Northern Ireland’s next Assembly election is scheduled for May next year.
Representatives of Northern Ireland’s two main unionist parties have refused to confirm whether they would support a Sinn Fein First Minister if the republican party was to become the biggest at Stormont.
Ulster Unionist leader Doug Beattie said his party is aiming to take the position of First Minister, while DUP MP Sammy Wilson said he would not answer hypothetical questions.
But Sinn Fein responded by accusing the DUP of advancing a “rejectionist agenda of powersharing”.
Northern Ireland’s next Assembly election is scheduled for May next year and recent opinion polls have indicated that Sinn Fein could emerge as the largest party.
This would mean it would be entitled to nominate for the First Minister post for the first time, with the deputy First Minister role going to the largest unionist party.
Both the First and deputy First Minister posts have equal powers and one cannot be in office without the other.
The DUP’s Paul Givan currently holds the First Minister post and Sinn Fein’s Michelle O’Neill is deputy First Minister.
But unionist parties have refused to confirm whether they would support an Executive which has a Sinn Fein First Minister.
Mr Beattie was asked for clarity during an appearance on the BBC.

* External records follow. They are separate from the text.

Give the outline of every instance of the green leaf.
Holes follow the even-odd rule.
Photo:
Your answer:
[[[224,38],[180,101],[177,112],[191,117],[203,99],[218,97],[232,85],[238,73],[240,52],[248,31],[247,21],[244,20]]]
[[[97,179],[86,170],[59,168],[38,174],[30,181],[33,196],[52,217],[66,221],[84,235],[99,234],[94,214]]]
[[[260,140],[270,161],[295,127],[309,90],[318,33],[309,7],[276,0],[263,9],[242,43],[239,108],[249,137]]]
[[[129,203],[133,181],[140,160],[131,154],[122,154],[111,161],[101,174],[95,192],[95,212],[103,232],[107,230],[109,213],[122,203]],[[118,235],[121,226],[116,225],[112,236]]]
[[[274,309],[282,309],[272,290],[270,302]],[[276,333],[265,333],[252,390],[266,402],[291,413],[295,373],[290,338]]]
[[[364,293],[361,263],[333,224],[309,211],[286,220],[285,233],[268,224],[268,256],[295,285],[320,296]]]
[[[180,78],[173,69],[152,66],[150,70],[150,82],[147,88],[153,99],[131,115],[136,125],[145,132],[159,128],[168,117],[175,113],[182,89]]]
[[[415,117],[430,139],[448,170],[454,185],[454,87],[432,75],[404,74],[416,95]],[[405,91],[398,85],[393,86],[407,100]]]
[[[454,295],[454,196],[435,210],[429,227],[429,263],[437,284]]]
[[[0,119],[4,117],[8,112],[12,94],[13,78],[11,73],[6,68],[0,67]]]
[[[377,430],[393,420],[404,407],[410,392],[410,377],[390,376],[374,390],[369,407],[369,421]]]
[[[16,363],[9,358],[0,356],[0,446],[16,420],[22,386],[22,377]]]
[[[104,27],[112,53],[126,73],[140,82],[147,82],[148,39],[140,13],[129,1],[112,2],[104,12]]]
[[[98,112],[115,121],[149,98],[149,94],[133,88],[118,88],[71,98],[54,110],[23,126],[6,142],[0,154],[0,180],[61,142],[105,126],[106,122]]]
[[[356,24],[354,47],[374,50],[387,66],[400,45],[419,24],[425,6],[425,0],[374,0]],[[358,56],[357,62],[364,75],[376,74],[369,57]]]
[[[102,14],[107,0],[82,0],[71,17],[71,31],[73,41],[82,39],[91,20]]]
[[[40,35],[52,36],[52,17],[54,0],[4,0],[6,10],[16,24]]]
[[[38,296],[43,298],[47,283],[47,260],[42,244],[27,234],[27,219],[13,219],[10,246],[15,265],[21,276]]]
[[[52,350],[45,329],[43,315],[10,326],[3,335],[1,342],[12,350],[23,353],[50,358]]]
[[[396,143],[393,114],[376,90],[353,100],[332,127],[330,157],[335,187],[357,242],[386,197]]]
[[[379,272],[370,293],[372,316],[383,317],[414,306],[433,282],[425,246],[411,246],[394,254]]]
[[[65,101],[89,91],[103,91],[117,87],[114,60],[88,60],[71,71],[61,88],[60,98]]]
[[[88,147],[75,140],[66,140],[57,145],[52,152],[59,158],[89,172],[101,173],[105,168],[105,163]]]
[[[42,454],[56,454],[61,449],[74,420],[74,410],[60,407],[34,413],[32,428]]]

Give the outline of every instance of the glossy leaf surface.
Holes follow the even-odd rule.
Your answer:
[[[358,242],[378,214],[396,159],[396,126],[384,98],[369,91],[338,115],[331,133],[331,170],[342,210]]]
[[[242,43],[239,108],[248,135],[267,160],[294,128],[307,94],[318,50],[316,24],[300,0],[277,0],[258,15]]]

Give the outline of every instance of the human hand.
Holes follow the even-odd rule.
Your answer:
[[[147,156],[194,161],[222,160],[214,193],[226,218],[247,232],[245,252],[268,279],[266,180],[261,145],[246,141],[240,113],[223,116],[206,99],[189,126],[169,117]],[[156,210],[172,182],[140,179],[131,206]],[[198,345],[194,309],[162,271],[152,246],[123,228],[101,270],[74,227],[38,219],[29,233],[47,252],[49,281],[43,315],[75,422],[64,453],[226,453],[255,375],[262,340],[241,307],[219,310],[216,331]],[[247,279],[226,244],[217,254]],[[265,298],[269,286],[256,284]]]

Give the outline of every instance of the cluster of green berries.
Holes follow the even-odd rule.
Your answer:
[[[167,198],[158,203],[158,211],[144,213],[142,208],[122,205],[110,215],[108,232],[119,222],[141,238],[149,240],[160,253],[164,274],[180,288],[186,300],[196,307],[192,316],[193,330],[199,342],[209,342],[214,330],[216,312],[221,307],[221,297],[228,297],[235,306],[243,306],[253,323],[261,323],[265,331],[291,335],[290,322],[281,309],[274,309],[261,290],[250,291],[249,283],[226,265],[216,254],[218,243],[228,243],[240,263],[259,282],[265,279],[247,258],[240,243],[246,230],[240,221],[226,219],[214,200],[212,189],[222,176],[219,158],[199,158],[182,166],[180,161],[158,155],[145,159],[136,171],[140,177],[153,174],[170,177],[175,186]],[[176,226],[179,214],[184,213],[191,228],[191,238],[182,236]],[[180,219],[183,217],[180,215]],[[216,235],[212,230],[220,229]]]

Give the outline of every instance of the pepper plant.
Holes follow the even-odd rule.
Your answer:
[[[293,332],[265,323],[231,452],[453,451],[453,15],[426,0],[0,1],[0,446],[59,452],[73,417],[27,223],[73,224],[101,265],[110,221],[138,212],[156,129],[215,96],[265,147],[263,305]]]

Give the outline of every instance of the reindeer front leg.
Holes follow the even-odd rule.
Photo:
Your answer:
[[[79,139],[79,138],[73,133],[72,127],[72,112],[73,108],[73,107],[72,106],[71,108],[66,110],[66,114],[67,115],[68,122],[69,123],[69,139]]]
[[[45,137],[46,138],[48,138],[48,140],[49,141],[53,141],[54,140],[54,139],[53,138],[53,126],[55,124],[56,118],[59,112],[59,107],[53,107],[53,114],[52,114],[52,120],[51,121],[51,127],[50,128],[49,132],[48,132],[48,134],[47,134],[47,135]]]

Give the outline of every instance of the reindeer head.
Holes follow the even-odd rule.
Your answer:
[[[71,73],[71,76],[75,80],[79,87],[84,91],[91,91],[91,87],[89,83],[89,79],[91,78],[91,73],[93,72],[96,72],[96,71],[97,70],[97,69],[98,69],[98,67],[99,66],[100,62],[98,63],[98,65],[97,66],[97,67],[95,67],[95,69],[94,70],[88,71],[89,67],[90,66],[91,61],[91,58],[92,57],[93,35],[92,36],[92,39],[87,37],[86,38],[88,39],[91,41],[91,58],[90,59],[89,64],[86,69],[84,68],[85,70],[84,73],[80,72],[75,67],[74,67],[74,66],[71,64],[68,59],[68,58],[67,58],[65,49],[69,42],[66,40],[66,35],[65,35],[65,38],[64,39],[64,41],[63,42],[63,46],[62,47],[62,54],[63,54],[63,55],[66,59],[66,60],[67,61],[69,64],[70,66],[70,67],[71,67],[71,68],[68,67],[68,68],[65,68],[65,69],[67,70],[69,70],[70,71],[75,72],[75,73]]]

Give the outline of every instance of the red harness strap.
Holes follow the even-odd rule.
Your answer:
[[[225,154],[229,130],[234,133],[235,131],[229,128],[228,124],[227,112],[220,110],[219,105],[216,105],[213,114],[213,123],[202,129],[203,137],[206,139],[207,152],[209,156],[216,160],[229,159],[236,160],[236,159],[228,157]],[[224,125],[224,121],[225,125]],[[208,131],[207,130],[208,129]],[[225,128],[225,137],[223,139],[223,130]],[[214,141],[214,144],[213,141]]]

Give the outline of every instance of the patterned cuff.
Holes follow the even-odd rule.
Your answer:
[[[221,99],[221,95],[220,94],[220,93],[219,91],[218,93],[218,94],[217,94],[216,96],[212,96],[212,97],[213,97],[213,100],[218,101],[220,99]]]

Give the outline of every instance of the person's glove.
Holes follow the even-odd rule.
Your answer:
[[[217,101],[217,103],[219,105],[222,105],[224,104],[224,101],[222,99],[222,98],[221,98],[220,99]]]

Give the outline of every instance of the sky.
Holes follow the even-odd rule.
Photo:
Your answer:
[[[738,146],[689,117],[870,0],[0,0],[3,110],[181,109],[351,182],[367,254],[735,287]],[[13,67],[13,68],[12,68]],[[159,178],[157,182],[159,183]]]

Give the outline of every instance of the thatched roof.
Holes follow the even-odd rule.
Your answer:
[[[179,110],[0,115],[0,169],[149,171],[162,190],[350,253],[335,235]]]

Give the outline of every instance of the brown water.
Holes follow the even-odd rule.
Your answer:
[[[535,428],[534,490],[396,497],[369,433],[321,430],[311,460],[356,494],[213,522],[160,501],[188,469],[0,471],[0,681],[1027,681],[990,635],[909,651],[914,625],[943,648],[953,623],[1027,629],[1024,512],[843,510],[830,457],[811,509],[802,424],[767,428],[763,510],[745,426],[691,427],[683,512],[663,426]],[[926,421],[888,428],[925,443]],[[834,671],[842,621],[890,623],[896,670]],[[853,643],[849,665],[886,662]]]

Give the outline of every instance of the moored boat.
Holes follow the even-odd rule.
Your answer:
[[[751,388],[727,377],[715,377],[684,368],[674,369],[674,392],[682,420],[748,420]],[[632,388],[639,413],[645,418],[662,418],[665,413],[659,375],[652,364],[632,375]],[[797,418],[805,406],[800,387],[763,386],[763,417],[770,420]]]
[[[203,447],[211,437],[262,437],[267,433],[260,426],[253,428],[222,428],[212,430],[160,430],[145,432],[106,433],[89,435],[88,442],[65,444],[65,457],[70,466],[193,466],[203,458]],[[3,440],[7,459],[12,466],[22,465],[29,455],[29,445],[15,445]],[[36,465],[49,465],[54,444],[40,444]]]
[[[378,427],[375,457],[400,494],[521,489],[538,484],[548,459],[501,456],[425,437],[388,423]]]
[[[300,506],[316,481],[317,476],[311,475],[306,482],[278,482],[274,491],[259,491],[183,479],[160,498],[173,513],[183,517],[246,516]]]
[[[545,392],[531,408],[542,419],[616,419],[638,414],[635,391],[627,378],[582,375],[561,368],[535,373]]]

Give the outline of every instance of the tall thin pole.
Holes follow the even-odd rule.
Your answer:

He said: “We are seven months from an election. I have no idea what the environment is going to be seven months from now.
“The Ulster Unionist Party will be going into the election to be the largest party in Northern Ireland. We are aiming to be the First Minister.”
Asked again if he would take part in an Executive with a Sinn Fein First Minister, Mr Beattie said: “I am not telling people what my tactics are going to be seven months out from an election.
“Everything is tactics. The number of candidates I am going to run is tactics, everything that we put in our manifesto will outline where we are going to be. We are playing for number one.”
DUP MP Mr Wilson was asked the same question.
He said: “As far as we are concerned, we will be going to the electorate at the forthcoming election, whenever that happens to be, asking the people of Northern Ireland to ensure that those who wrecked our country for 40 years, those who want to tear our country out of the United Kingdom and those who can’t even show any respect to unionist traditions, that they should not become the biggest party in the representation of Northern Ireland.
“I don’t answer hypothetical questions.”
But Sinn Fein’s junior minister in the Executive, Declan Kearney, said Northern Ireland cannot go back to “majoritarianism”.
“It sounds very clearly that Sammy Wilson is advancing a rejectionist agenda of powersharing,” he said.
“Sinn Fein will continue to represent all citizens in this society, regardless of their background. I make no distinction between anyone in this society, I reject the idea that we can go back to majoritarianism.
“That is what got this society into the mess that it lived through for 100 years.”